We have created all the data for the shared task which would have been the most expensive portion of funding this workshop. In addition, we have reached out to long-term relationship funding sources that have supported our similar work in the past and are confident that we will be able to secure funding for the workshop.

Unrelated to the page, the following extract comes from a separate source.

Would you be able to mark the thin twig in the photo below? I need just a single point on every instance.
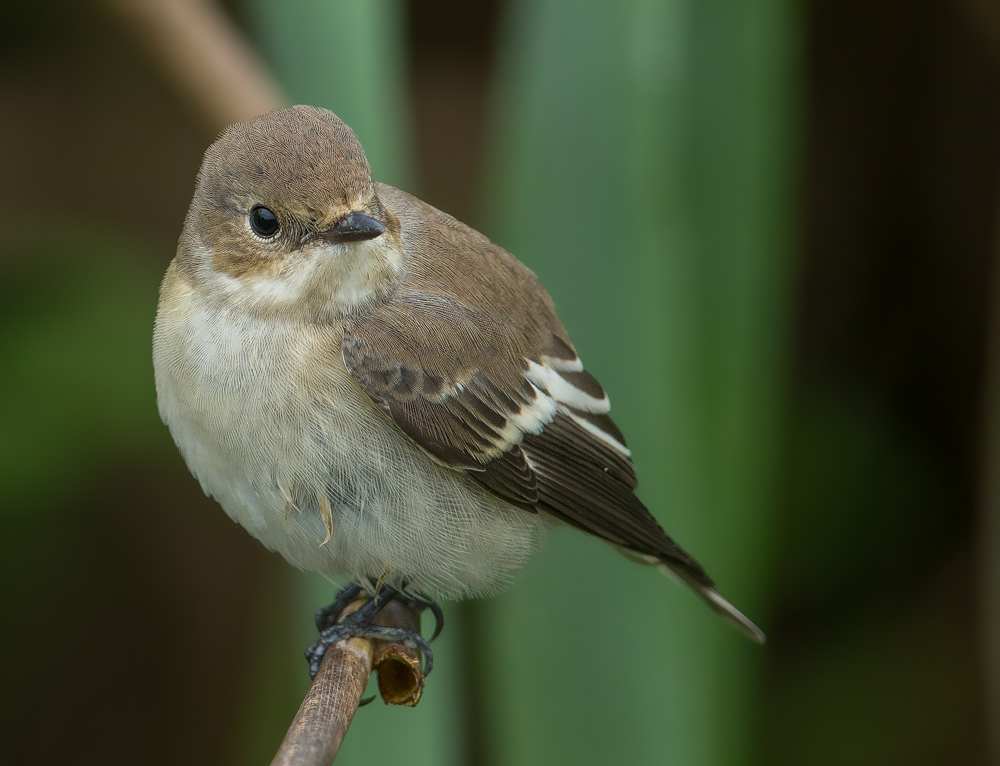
(319, 727)
(199, 48)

We will make an effort to help support attendance costs for students and researchers who would not normally attend COLM, but are members of lower-resourced language communities (including indigenous languages of the broader Montreal region) in order to increase broader participation in our workshop, as well as the broader conference in general.

Organizers’ Biographies

    Program Chairs

  • Pedro Ortiz Suarez

    Pedro Ortiz Suarez (Common Crawl Foundation) is a Senior Research Scientist with a PhD in NLP from Sorbonne Université. His work focuses on data quality and data-centric methods for improving ML models. He contributed to CamemBERT, BLOOM, OpenGPT-X, and founded the OSCAR project.

  • Sarah Luger

    Sarah Luger (MLCommons) has over two decades of expertise in AI and NLP. She has worked on low-resource machine translation, online toxicity identification, GenAI for marketing, and more. She holds a PhD in Informatics from the University of Edinburgh and has worked at IBM Watson on Jeopardy! Challenge NLP tasks. She is co-chair of the MLCommons Datasets Working Group.

  • Laurie Burchell

    Laurie Burchell (Common Crawl Foundation) is a Senior Research Data Engineer with a PhD from the University of Edinburgh focused on language identification. Laurie contributes to the Open Language Data Initiative and HPLT and works to broaden multilingual access through open research.

  • Kenton Murray

    Kenton Murray (Johns Hopkins University) is a Research Scientist at JHU’s Human Language Technologies Center of Excellence. He has helped organize WMT, IWSLT, AMTA, and MAGMaR, and is serving as one of the Workshop Chairs for NAACL 2025.

  • Catherine Arnett

    Catherine Arnett (EleutherAI) is an NLP Researcher, mainly interested in cross-lingual and multilingual NLP. She recently finished her PhD in Linguistics with a specialization in Computational Social Science at UC San Diego. She previously was Lead Research Scientist at PleIAs.

  • Organizing Committee

  • Thom Vaughan

    Thom Vaughan (Common Crawl Foundation) is Principal Technologist at Common Crawl with over a decade of experience in multilingual data and large-scale language resources. He has directed global-scale voice and language data initiatives spanning dozens of locales, and played a key role in shaping some of the most widely deployed speech systems in production today.

  • Sara HincapiĂ©

    Sara Hincapié (Factored) is a Software Engineer with experience in product-focused full-stack development and machine learning model integration. Her work focuses on building accessible, user-centered web applications and tools. She has contributed to projects such as MLSuperb 2.0, Helpmed, and Dynabench.

  • Rafael Mosquera

    Rafael Mosquera (MLCommons) is a Machine Learning Engineer specializing in NLP and audio ML systems. He has contributed to several projects including BabyLM, the Prism dataset (NeurIPS 2024 Best Paper Award - Datasets & Benchmarks), People's Speech dataset, and Dynabench.